Como os abutres e bichos da terra procuram devorar os corpos dos caídos em campo de batalha, de uma forma apressada e sem dúvida repugnante, de modo que em pouco tempo nada reste da tragédia ocorrida naquele lugar, algo semelhante parece ter sucedido no processo da CGD. Incapaz de trazer nova vida aos mortos e já sem esperanças em Valhalla, a reestruturação da CGD teve igualmente em vista reduzir a pó e esquecimento o episódio anterior que devastou o nosso país: o assassinato impune do maior banco privado português.
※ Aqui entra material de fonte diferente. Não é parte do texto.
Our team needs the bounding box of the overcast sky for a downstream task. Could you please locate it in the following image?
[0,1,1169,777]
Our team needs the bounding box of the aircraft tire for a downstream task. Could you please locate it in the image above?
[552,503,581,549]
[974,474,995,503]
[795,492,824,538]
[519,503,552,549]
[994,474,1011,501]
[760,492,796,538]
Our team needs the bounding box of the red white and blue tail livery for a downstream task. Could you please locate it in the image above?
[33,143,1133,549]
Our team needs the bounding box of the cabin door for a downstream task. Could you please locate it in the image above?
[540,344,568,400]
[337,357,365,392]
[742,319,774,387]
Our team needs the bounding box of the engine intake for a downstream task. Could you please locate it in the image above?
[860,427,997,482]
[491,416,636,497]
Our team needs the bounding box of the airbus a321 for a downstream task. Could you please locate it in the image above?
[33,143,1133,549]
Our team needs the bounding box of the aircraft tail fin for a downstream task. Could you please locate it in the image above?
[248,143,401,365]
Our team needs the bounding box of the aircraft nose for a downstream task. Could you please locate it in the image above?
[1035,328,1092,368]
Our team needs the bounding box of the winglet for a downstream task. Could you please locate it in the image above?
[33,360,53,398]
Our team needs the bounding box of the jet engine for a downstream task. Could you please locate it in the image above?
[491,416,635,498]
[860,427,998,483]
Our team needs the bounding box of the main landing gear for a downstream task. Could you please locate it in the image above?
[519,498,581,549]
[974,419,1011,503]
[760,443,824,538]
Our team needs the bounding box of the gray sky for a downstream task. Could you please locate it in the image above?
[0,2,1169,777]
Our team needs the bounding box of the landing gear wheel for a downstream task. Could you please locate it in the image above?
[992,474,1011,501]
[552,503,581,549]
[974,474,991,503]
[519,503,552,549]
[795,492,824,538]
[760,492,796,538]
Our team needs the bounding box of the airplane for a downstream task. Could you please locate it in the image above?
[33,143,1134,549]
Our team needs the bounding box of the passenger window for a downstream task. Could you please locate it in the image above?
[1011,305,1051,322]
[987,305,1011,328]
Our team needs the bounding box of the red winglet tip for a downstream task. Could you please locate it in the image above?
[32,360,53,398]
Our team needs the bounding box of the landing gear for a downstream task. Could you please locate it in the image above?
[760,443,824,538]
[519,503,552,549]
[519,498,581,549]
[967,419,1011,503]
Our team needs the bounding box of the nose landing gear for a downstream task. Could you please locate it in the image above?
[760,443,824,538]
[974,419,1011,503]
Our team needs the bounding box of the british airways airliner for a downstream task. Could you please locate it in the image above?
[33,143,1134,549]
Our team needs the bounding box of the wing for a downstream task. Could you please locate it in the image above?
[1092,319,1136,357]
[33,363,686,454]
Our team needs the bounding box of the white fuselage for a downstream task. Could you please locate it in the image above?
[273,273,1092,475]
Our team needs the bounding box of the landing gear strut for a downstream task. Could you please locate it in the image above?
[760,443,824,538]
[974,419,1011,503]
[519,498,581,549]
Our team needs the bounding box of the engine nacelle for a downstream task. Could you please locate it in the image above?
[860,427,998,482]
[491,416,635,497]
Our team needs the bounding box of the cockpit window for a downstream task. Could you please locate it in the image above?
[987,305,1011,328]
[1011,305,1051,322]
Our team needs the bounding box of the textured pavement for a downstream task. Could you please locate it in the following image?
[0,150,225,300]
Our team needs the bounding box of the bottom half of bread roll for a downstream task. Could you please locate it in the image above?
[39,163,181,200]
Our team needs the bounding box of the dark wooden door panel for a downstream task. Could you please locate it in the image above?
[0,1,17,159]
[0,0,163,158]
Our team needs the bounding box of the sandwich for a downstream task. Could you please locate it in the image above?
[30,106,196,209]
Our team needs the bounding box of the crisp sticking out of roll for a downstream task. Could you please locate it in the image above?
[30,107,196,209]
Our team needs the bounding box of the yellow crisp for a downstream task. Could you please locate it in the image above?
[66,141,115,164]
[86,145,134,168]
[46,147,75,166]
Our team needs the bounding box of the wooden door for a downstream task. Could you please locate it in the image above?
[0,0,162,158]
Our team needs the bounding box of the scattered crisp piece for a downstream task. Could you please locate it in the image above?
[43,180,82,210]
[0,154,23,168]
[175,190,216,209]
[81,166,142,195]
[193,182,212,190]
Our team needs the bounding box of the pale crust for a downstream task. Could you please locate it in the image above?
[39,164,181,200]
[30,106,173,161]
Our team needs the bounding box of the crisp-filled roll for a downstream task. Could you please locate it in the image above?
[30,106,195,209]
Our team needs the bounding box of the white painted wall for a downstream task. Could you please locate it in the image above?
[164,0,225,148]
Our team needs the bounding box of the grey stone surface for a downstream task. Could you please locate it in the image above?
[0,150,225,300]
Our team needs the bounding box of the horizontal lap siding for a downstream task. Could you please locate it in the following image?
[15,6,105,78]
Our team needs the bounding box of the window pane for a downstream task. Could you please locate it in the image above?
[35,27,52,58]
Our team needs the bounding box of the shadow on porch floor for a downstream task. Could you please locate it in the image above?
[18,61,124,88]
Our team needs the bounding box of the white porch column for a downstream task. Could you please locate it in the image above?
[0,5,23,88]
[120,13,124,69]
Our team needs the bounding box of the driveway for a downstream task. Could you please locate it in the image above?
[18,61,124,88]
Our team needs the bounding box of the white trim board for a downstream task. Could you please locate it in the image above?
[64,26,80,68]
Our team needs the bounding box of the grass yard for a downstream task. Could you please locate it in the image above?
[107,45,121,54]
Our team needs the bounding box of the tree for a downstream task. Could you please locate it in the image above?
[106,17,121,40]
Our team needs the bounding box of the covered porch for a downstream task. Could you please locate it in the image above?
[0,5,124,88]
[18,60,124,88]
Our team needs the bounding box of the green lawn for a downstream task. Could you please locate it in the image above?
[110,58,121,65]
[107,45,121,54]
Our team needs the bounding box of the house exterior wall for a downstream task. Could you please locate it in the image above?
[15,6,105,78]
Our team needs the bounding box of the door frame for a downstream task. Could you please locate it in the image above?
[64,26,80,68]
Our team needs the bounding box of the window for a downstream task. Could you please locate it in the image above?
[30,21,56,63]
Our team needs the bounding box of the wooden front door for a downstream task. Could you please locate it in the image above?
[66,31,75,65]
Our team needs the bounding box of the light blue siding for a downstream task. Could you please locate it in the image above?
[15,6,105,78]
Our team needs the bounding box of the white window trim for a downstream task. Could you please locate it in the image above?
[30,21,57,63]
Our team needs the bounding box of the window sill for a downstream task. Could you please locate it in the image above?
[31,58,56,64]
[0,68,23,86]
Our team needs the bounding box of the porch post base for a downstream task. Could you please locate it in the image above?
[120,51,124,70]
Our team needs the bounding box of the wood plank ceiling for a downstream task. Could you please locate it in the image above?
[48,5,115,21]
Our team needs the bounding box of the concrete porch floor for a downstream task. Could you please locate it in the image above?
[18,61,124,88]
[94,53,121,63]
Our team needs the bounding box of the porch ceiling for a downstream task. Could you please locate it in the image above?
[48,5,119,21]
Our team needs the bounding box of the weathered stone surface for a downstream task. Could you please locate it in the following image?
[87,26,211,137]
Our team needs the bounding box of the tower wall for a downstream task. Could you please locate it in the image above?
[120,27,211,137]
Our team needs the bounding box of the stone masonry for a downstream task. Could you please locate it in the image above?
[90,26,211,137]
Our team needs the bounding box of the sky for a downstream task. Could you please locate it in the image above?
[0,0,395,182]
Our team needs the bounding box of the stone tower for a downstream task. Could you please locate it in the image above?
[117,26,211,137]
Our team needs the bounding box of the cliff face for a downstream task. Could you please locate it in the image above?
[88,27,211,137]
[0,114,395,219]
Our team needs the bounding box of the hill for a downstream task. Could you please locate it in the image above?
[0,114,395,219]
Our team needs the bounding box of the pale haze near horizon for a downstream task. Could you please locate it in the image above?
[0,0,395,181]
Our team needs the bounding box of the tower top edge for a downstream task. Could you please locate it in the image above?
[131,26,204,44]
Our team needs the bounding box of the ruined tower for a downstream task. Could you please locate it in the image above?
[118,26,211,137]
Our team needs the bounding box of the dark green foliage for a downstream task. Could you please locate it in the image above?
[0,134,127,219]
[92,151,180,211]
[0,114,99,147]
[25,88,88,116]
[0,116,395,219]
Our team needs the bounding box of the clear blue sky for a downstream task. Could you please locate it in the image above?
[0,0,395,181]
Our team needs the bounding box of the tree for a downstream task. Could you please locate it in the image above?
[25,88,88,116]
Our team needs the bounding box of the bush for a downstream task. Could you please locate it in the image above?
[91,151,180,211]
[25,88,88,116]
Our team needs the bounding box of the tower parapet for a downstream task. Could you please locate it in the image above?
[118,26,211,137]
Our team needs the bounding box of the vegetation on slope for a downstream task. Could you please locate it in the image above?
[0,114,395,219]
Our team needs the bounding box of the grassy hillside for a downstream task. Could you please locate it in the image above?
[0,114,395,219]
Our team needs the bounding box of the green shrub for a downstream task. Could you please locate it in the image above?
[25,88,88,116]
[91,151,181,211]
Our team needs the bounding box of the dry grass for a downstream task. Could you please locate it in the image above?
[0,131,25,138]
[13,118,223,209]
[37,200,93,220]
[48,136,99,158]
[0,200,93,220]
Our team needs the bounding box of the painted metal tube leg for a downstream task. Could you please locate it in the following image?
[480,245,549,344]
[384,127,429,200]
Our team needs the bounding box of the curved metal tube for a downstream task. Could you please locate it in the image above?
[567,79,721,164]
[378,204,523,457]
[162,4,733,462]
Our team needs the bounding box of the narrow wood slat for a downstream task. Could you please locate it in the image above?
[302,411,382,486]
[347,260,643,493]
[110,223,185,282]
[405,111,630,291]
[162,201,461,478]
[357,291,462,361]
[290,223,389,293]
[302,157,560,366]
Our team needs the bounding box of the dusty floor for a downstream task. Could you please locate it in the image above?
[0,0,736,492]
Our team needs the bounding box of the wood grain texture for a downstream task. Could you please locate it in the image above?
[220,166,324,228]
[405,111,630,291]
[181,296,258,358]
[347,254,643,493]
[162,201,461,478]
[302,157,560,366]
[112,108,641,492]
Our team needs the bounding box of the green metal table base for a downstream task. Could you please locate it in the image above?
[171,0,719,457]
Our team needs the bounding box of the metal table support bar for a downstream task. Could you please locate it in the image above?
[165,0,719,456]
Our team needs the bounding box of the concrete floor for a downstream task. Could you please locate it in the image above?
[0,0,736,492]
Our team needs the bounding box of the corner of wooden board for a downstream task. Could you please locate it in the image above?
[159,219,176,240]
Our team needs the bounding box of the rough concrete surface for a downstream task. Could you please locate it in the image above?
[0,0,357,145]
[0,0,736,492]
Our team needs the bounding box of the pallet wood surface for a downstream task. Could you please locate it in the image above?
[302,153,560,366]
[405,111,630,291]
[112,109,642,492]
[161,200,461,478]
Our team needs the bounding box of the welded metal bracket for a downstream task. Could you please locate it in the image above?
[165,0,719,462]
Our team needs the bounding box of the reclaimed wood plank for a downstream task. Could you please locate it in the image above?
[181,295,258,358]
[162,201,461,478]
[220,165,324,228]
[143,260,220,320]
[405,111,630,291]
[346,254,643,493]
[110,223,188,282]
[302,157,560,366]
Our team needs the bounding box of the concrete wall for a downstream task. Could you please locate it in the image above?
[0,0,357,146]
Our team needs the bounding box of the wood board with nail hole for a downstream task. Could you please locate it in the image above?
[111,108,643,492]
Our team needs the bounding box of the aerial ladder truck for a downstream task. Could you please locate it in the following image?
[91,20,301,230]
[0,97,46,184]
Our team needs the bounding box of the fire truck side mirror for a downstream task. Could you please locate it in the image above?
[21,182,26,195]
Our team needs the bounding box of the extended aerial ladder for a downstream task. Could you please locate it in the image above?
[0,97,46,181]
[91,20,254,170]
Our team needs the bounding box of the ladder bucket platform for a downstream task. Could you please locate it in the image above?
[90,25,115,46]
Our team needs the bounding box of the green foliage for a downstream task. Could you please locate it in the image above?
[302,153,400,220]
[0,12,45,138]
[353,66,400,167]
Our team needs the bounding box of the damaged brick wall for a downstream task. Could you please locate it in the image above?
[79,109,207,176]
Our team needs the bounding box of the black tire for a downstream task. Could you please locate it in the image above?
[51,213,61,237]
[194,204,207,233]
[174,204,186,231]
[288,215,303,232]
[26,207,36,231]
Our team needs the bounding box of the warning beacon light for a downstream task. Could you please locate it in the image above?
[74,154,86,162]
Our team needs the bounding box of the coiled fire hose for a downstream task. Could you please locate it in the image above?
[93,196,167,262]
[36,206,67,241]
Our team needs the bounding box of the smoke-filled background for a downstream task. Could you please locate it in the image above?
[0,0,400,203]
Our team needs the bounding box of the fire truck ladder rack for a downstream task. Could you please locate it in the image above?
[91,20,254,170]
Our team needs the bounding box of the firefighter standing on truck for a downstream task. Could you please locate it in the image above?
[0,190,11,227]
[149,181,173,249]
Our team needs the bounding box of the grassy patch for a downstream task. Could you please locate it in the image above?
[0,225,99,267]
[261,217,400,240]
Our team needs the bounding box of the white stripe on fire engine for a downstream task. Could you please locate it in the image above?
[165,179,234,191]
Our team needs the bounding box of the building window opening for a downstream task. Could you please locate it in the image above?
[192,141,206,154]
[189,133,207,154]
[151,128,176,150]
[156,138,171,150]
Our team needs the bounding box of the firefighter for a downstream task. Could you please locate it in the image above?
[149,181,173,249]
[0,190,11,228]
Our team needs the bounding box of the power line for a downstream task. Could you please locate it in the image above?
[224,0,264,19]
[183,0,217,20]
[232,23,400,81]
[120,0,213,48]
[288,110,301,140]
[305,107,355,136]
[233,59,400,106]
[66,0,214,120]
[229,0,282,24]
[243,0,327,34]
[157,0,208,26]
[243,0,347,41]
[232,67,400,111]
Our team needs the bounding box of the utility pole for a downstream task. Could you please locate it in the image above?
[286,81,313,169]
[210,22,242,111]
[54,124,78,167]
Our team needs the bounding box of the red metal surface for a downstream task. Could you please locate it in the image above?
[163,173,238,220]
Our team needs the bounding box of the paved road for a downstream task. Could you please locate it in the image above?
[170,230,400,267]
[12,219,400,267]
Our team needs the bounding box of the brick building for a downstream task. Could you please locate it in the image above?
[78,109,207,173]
O que sucedeu nesta nossa nação imortal foi a confirmação, por meio de um prejuízo colossal, da nossa desconcertante condição de comuns mortais. Como tais, há que respeitar e temer aquele que acima de todos nós se ergue; aquele que tudo pode, tudo observa e em tudo mete o dedo: o Nosso Estado. Sim, este nosso senhor das alturas, a quem forçosamente nos submetemos, esse que, quer acreditemos quer não, quer o amemos ou odiemos, todos invariavelmente somos obrigados, sob pena aniquiladora, a prestar o sacrifício de cada dia; é esse velho arbitrário de comprida barba e afiada língua que decide por sua conta os mandamentos do seu povo. Ai daquele que decide seguir outros deuses mais moderados, para esses estão guardados um sem número de injúrias e azares, que não hão de vir dos céus, mas das mãos dos próprios concidadãos, porque não há outro melhor que o Estado a excitar o s demónios do povo ansioso e aborrecido.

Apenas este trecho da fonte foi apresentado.